The reviews aim to identify good practices and challenges in national anti-corruption laws and practices. This analysis will also enable more effective delivery of technical assistance to countries that need and request it.
Corruption in the private sector
Corruption is not just a problem in government. The private sector suffers too, where corruption erodes corporate identity, undermines confidence between business partners and can destroy the reputation of once-trusted companies. The contribution of the private sector in fighting corruption is essential.
There are four concrete steps businesses can take to proactively tackle corruption: firstly adopt anti-corruption policies in line with the UN Convention and put in place the checks and balances necessary for strengthening accountability and transparency; secondly establish their own credible review mechanism to audit businesses' probity, as States Parties are doing; thirdly invest in developing the public integrity infrastructure of developing countries by helping them implement the Convention; and fourthly create an environment so internal wrong-doing can be reported and whistle-blowers protected.

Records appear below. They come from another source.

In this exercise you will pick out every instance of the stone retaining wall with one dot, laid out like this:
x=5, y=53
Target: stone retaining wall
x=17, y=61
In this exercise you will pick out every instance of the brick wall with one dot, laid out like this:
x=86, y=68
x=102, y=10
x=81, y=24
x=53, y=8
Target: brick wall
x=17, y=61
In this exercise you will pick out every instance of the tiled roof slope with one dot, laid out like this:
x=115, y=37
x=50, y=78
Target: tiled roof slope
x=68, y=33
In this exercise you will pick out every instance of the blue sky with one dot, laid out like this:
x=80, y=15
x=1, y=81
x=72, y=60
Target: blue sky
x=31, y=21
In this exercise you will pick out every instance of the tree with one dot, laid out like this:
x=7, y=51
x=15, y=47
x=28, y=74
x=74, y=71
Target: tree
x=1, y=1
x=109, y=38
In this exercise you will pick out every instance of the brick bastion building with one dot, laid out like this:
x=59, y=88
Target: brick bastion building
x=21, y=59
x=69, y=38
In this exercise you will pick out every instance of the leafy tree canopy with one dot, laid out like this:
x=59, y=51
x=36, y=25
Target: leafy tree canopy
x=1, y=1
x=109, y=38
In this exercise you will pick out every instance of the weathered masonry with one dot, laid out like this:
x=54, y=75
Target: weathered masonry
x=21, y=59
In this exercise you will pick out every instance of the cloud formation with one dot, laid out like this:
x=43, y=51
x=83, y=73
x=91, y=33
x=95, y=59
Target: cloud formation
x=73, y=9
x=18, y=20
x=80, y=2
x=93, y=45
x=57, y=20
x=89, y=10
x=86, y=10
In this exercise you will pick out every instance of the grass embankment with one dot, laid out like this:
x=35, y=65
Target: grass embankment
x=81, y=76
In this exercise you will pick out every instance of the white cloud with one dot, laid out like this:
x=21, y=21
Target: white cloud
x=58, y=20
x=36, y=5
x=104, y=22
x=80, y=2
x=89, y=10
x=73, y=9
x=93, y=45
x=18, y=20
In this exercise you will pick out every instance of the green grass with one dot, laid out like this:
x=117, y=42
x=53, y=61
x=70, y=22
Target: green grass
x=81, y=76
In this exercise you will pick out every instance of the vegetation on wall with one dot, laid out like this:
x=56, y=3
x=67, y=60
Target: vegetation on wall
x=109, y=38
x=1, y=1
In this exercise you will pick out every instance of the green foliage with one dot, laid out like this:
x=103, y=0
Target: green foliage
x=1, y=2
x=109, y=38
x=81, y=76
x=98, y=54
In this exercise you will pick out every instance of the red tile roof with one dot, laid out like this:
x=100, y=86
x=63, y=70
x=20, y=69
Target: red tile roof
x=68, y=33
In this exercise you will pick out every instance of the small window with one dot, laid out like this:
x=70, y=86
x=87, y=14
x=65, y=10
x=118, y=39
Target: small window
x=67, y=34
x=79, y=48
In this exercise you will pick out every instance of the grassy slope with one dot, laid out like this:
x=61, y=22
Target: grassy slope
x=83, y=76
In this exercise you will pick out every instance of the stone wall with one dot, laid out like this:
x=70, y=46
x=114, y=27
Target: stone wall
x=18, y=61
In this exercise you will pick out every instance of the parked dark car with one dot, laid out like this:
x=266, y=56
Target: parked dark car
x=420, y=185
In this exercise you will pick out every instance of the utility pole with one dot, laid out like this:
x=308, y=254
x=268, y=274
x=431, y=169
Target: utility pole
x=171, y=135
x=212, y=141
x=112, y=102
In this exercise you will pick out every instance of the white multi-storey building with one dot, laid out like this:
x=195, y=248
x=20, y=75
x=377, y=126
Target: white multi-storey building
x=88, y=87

The message to the private sector is clear - it is good business to fight corruption, and business cannot expect governments on their own to create a level playing field - there is a role for business too.
UNODC's action against corruption
The United Nations Office on Drugs and Crime (UNODC) supports States in the implementation of the UN Convention against Corruption and provides technical assistance and training.
TRACK (Tools and Resources for Anti -Corruption Knowledge)
UNODC has a web-based anti-corruption portal known as TRACK (Tools and Resources for Anti-Corruption Knowledge) which includes an electronic database of legislation and jurisprudence relevant to UNCAC. The TRACK portal brings together legal and non-legal knowledge on anti-corruption and asset recovery enabling Member States, the anti-corruption community and the general public to access this information in a central location.
STAR - Stole Assets Recovery (StAR) Initiative
UNODC's work in the area of asset recovery aims at encouraging and facilitating systematic and timely return of assets stolen through acts of corruption, under the framework of UNCAC. For this objective, UNODC established a partnership with the World Bank Group under the joint Stolen Assets Recovery (StAR) Initiative. The StAR initiative is focusing on lowering the barriers to asset recovery; building national capacity for asset recovery; and providing preparatory assistance in the recovery of assets.
Corruption/integrity surveys carried out by UNODC target civil servants to capture their perceptions and attitudes towards work environment as well as their experiences with crime and corruption. Specific surveys are conducted within the judiciary and the police. Survey results help to assess needs and expectations of officers in terms of their relations with the public and job satisfaction, as well as their knowledge of codes of conduct, anti-corruption rules and reporting mechanisms.
Global Compact's 10th principle
UNODC contributes actively to the implementation of the 10th principle of the United Nations Global Compact, which states that "Business should work against corruption in any form, including bribery and extortion".